6 Things To Know About Complementary Health Approaches for Seasonal Affective Disorder
Seasonal Affective Disorder (SAD) is a type of depression that comes and goes with the seasons, typically starting in the late fall and early winter and going away during the spring and summer. To be diagnosed with SAD, people must meet full criteria for major depression coinciding with specific seasons (appearing in the winter or summer months) for at least 2 years. Symptoms of the winter pattern of SAD include having low energy, hypersomnia, overeating, weight gain, craving for carbohydrates, social withdrawal (feel like “hibernating”). Some people with SAD may be treated with medication (typically antidepressants) and/or psychotherapy. Others may turn to complementary health approaches such as light therapy or dietary supplements. Here are 6 things to know about complementary health approaches for SAD.
There is some evidence that light therapy may be useful as a preventive treatment for people with a history of season affect disorder. The idea behind light therapy is to replace the diminished sunshine of the fall and winter months using daily exposure to a light box. Most typically, light boxes filter out the ultraviolet rays and require 20–60 minutes of exposure to 10,000 lux of cool-white fluorescent light, an amount that is about 20 times greater than ordinary indoor lighting.
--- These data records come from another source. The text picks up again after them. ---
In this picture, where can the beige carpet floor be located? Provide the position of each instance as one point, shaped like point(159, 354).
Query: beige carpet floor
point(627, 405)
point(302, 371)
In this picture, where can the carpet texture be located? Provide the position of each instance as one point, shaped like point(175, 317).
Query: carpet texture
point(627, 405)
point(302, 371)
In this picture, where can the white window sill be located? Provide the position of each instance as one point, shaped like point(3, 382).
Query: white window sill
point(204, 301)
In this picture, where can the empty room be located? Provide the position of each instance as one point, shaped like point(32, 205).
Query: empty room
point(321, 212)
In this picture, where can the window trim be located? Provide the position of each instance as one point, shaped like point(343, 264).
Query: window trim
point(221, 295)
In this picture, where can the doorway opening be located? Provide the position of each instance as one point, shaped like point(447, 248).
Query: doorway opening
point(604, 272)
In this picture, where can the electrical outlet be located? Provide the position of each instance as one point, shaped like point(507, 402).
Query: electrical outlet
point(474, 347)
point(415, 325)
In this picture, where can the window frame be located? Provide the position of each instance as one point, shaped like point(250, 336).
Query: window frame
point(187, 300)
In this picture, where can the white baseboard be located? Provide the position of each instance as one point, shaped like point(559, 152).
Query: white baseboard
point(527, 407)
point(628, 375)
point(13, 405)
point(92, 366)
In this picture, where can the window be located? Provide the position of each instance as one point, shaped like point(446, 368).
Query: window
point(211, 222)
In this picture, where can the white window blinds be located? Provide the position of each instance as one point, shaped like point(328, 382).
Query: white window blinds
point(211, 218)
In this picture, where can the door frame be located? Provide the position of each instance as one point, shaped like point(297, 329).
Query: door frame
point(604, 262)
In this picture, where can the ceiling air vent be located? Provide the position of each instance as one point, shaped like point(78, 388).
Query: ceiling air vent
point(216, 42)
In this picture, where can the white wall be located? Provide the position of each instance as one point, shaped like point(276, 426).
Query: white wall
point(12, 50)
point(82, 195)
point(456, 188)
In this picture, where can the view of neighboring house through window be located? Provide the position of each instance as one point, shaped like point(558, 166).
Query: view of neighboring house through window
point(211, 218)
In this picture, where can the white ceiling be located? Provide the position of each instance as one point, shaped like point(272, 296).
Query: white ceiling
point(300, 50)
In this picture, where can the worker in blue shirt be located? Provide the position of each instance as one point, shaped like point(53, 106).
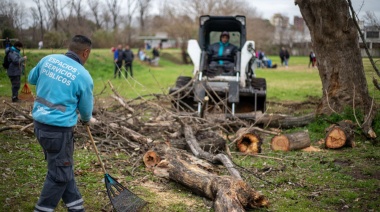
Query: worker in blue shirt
point(63, 87)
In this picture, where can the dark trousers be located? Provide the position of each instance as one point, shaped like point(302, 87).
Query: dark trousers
point(16, 84)
point(58, 146)
point(128, 65)
point(118, 67)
There is some evidence that cognitive behavioral therapy for SAD (CBT-SAD) can be effective in reducing the recurrence and remissions of SAD and has been shown last at least between a first and second winter season. Traditional cognitive behavioral therapy has been adapted for use with SAD (CBT-SAD). CBT-SAD relies on basic techniques of CBT such as identifying negative thoughts and replacing them with more positive thoughts along with a technique called behavioral activation. Behavioral activation seeks to help the person identify activities that are engaging and pleasurable, whether indoors or outdoors, to improve coping with winter.
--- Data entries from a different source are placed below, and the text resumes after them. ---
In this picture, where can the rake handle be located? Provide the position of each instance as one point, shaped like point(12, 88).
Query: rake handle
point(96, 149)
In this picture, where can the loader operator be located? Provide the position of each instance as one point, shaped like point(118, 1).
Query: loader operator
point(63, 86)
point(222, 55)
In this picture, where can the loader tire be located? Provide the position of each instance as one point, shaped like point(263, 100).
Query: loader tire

A few small studies suggest that St. John’s wort may improve some symptoms of SAD; however, there are risks associated with taking St. John’s wort. For example, St. John’s wort can weaken the effects of many medicines, including antidepressants, contraceptives, cyclosporine, digoxin, indinavir, irinotecan, and anticoagulants. Taking St. John’s wort with certain antidepressants or other drugs that affect serotonin may lead to increased serotonin-related side effects, which may be potentially serious.
There is some limited evidence (small trials involving few patients) that suggests melatonin improves sleep in some patients with SAD. Melatonin appears to be safe when used short-term, but the lack of long-term studies means we don’t know if it’s safe for extended use.
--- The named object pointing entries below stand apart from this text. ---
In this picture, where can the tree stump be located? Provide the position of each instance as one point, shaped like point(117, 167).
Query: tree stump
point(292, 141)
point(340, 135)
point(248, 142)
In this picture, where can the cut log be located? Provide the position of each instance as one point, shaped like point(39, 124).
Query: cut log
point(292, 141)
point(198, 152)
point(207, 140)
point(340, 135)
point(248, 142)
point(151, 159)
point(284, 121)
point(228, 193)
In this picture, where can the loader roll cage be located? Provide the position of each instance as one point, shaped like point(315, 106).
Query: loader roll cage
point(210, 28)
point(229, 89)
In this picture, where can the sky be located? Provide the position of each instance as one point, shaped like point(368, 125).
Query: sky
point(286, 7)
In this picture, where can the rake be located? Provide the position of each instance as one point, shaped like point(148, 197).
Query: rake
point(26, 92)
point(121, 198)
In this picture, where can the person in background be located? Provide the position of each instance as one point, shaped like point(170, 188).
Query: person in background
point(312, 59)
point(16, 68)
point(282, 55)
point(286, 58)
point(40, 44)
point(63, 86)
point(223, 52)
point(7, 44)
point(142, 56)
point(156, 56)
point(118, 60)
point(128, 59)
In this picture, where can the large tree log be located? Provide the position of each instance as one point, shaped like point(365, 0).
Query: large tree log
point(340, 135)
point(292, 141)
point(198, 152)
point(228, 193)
Taking vitamin D supplements is not considered an effective SAD treatment. Low blood levels of vitamin D are often found in people with SAD; however, the evidence for its use has been mixed. Although some studies suggest vitamin D supplementation may be as effective as light therapy, others found vitamin D had no effect.
Take charge of your health—talk with your health care providers about any complementary health approaches you use. Together, you can make shared, well-informed decisions.